Gotchas with static sites on S3 via CloudFront

There’s a ton of posts already on how to set up static sites hosted on S3 via CloudFront. This isn’t going to be one of them. What I want to discuss is some weirdness that I encountered with setting up this blog. For the purpose of this post we’re going to assume that you are going to create a hypothetical static site: https://example.com

If you host a static site on hardware, or a VPS (be it an EC2 instance or a DigitalOcean Droplet) you’ll most likely do this with one of the various available web servers, like nginx or apache, and use a service like Let’s Encrypt to create the TLS certificate. When you do that, for requests like https://example.com/blog/ the web server will return the contents https://example.com/blog/index.html if it’s available. Nice!

If you host a static site via an AWS S3 bucket (named example.com) with static website hosting, it too will return the content of http://example.com.s3-website-us-east-1.amazonaws.com/blog/index.html for a request to http://example.com.s3-website-us-east-1.amazonaws.com/blog/. Unfortunately if you want to use HTTPS and/or your actual domain name (example.com) then you’ll need CloudFront or another CDN to do that for you.

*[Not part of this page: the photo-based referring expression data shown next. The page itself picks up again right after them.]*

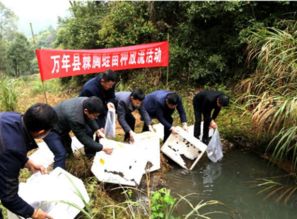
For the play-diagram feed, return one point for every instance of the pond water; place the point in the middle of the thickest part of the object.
(231, 181)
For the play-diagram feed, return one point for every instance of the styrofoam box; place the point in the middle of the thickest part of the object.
(44, 156)
(184, 148)
(55, 193)
(150, 143)
(125, 166)
(159, 128)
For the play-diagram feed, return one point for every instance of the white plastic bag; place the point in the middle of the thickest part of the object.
(214, 148)
(110, 124)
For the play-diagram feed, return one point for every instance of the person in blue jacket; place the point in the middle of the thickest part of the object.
(17, 133)
(208, 104)
(128, 102)
(161, 104)
(77, 115)
(102, 86)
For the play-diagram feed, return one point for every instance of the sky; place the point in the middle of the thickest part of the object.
(41, 13)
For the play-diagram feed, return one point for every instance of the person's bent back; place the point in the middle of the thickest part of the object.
(17, 138)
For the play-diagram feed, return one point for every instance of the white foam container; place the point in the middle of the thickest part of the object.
(56, 193)
(184, 148)
(125, 166)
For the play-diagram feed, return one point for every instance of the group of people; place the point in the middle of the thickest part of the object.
(85, 116)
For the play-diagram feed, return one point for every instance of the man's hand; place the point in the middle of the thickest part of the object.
(213, 124)
(100, 133)
(173, 130)
(40, 214)
(107, 150)
(151, 129)
(35, 167)
(185, 126)
(110, 106)
(132, 136)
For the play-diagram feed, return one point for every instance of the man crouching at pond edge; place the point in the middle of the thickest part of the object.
(78, 115)
(204, 103)
(17, 135)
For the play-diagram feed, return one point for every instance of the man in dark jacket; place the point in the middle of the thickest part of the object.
(17, 135)
(204, 103)
(77, 115)
(161, 104)
(128, 102)
(102, 86)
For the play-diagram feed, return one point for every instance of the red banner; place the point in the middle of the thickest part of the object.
(64, 63)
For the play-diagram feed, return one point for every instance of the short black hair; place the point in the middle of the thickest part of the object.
(223, 100)
(172, 98)
(40, 116)
(110, 75)
(138, 94)
(94, 105)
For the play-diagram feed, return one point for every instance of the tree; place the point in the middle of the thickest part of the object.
(20, 55)
(7, 29)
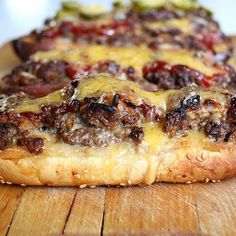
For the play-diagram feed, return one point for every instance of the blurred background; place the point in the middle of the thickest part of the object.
(19, 17)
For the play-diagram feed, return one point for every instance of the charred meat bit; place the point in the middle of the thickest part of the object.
(131, 73)
(34, 145)
(192, 102)
(53, 70)
(8, 132)
(99, 115)
(216, 131)
(175, 121)
(136, 134)
(231, 112)
(115, 100)
(149, 112)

If you put a CloudFront distribution in front of your S3 bucket to provide caching and HTTPS support, you will only get that behaviour if use the website domain in your distribution (ie. example.com.s3-website-us-east-1.amazonaws.com) and not the bucket domain (ie. example.com.s3.amazonaws.com). You should also NOT specify a default root object for the CloudFront distribution (ie. index.html), and instead let S3 do that for you. The problem with this approach is that your static site is still accessible directly via its website domain URL (ie. http://example.com.s3-website-us-east-1.amazonaws.com). If you want to prevent direct access and only allow CloudFront to access your S3 bucket, then in practical terms you’re pretty much out of luck.

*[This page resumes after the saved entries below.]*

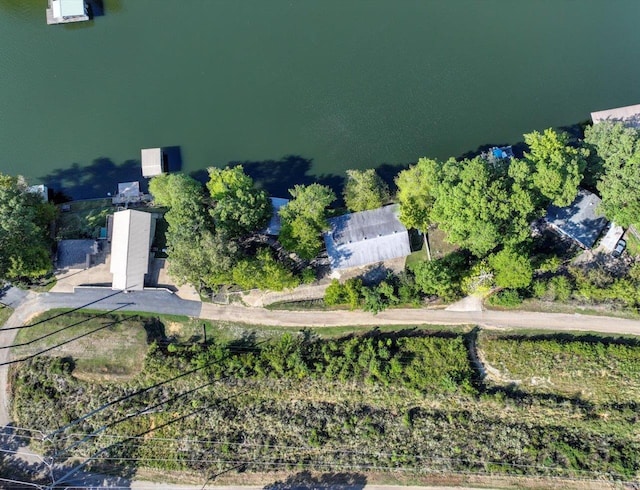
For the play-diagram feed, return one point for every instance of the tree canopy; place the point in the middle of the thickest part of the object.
(25, 251)
(558, 167)
(304, 218)
(619, 149)
(417, 193)
(481, 206)
(239, 208)
(364, 189)
(511, 269)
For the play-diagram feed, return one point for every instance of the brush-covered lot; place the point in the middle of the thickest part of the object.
(403, 399)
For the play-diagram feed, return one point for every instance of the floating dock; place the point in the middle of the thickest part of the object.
(66, 11)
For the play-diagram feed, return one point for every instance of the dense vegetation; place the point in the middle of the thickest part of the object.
(406, 399)
(25, 246)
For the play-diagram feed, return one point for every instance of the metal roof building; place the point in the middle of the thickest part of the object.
(130, 246)
(629, 115)
(366, 237)
(274, 226)
(152, 161)
(580, 221)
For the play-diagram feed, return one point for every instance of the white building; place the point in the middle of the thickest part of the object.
(130, 244)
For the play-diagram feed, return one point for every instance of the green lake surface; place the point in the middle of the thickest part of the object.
(299, 89)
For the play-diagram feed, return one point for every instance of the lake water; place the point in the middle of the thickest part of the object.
(299, 88)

There is another option. You can give CloudFront access to a bucket that is NOT configured as a website endpoint. This means that your bucket is now nicely inaccessible to unauthorised requests. You can also set up a default root object (ie. index.html) for your CloudFront distribution so that https://example.com will return the content of https://example.com/index.html. However, https://example.com/blog/ will now return a S3 access error since the bucket and the distribution no longer operate exactly like a web server.

The solution to this requires some code. CloudFront Functions allow you to intercept and modify incoming requests before they reach the origin server (in our case a S3 bucket). You can write a function that intercepts the incoming request to see if it is attempting to access a file or a directory, and if it is a directory then you can ask S3 to serve an index.html page from that directory. As a bonus, you can tell WordPress vulnerability scanners to piss off without forwarding the request to S3.

function handler(event) {
  var request = event.request;
  var uri = request.uri;

  // piss off php/wordpress scanner
  if (uri.includes('/wp-includes/') || uri.endsWith('.php')) {
    return {
      statusCode: 404,
      statusDescription: 'Not Found'
    };
  }

  // check for /blog/
  if (uri.endsWith('/')) {
    request.uri += 'index.html';
    return request
  }

  // disambiguate between /blog and /blog/style.css
  var tail = uri.split('/').pop();
  if (tail.includes('.')) {
    return request;
  }

  // redirect /blog to /blog/ so that pages
  // with relative resources work properly
  return {
    statusCode: 302,
    statusDescription: 'Found',
    headers: {
      'location': {
        'value': uri + '/'
      }
    }
  };
}

Create this function via the AWS Console as a viewer request event type, associate it with your CloudFront distribution, and you’re back in business!